3. Keep it Healthy. Allow your relationship time to grow into a strong friendship. You should both make sure that each is comfortable with the other’s friends. Also, participate in many different types of activities together. It gives you the opportunity to learn more about each other and your relationship. Know that if your relationship is meant to be, it will become stronger over time as you learn more about yourselves and each other. Also, make agape love, a love that is committed and unselfish, the foundation of your relationship. Be aware of lust which can be very selfish. Lust uses love as a tool of manipulation. Lust says “if you love me you will…” Love says “you and I are becoming better people because we are with each other…” Love strengthens a friendship and is based on character traits such as unselfishness, humility, patience, and kindness. If you find character, you find love, and if you find love you have found a healthy relationship.

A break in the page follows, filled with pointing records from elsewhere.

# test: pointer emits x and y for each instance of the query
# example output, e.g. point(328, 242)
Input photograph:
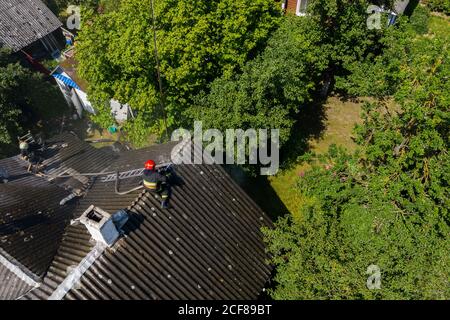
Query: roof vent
point(102, 225)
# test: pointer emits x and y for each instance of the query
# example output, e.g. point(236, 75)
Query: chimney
point(100, 224)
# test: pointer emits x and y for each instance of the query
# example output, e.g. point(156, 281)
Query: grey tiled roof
point(208, 245)
point(22, 22)
point(11, 286)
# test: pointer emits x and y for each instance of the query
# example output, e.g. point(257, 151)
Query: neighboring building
point(24, 23)
point(208, 245)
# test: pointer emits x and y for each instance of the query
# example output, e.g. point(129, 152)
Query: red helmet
point(150, 165)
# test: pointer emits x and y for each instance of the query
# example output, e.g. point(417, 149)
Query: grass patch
point(340, 117)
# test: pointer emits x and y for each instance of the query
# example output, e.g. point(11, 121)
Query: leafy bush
point(439, 5)
point(272, 88)
point(198, 41)
point(385, 205)
point(419, 20)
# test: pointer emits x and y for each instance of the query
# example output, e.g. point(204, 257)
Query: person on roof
point(157, 182)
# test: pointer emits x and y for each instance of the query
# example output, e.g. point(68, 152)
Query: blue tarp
point(67, 81)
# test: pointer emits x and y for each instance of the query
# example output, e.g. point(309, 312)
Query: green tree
point(385, 205)
point(198, 41)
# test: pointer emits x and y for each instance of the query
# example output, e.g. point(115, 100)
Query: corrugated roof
point(11, 286)
point(208, 245)
point(32, 221)
point(22, 22)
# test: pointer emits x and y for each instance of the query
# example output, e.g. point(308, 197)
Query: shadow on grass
point(259, 189)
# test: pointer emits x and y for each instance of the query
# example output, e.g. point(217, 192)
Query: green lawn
point(340, 119)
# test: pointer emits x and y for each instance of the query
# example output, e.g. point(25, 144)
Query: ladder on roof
point(130, 174)
point(28, 138)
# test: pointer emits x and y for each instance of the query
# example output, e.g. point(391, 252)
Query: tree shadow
point(310, 125)
point(259, 189)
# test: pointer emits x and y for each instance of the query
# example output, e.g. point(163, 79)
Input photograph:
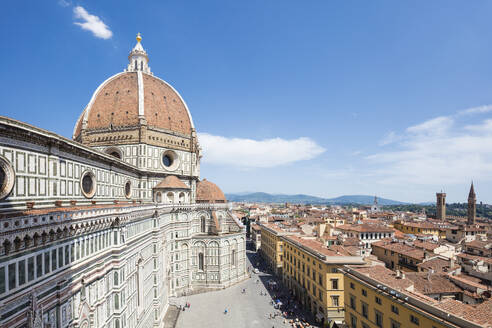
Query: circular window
point(115, 152)
point(167, 160)
point(7, 177)
point(128, 189)
point(170, 160)
point(88, 184)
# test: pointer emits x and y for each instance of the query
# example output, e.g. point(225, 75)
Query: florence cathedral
point(106, 229)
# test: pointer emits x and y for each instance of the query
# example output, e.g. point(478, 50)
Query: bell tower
point(472, 205)
point(441, 206)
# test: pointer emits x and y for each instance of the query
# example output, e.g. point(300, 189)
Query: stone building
point(441, 206)
point(102, 230)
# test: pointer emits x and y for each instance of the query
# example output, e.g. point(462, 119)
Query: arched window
point(200, 261)
point(202, 224)
point(139, 283)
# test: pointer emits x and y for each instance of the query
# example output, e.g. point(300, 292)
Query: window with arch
point(200, 261)
point(202, 224)
point(170, 197)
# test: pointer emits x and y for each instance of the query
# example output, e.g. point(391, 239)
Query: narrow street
point(245, 310)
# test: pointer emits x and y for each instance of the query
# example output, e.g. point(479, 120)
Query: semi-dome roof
point(130, 98)
point(171, 182)
point(209, 192)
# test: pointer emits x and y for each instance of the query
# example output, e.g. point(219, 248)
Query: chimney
point(429, 274)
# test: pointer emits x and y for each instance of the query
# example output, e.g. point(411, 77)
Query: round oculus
point(7, 177)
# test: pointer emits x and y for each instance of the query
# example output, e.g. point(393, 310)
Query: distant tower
point(441, 206)
point(375, 206)
point(472, 205)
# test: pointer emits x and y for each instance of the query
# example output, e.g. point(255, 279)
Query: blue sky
point(392, 98)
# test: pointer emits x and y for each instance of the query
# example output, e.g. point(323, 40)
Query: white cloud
point(64, 3)
point(92, 23)
point(389, 138)
point(435, 126)
point(476, 110)
point(439, 151)
point(249, 153)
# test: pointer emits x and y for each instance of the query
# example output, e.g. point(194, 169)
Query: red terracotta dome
point(209, 192)
point(132, 98)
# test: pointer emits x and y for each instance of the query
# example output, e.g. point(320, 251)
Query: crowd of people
point(282, 300)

I have already had sex, but want to choose abstinence now. Is it too late?
Q: I decided to be abstinent when I was in middle school. I am 15 and when I got to high school I got drunk and ended up having sex. I decided if I already had it why stop. Now I’m pregnant and my boyfriend is talking about leaving. I’m thinking about making some different decisions for my life. One decision I’m thinking about is being abstinent, but isn’t it too late for me?
A: It’s never too late to make a decision you feel is best for you. Abstinence is the healthiest choice for your overall health, even if you’ve had sex before. Also, keep in mind your value has not changed. You are still both awesome and amazing!
Many teens feel the way you do. In a survey, 60% of teens said they wish they would have waited longer to have sex for the first time (2). It is wise for you to reassess your life and your choices. Due to your age, you still have an opportunity to reach your goals. This includes your renewed desire to be abstinent. Achieving your goals now may seem difficult, but be encouraged to know they are still possible. Take your time and find caring adults you can trust to help you navigate your new path. Don’t allow this moment in life to define your value. Your value has not changed. You are just as valuable as you were the day you were born and that should always be acknowledged.
- Center for Disease Control, US Youth Risk Behavior Survey, 2007
- Albert, B. (2007). With One Voice: America’s Adults and Teens Sound Off About Teen Pregnancy. Washington, DC: National Campaign to Prevent Teen Pregnancy.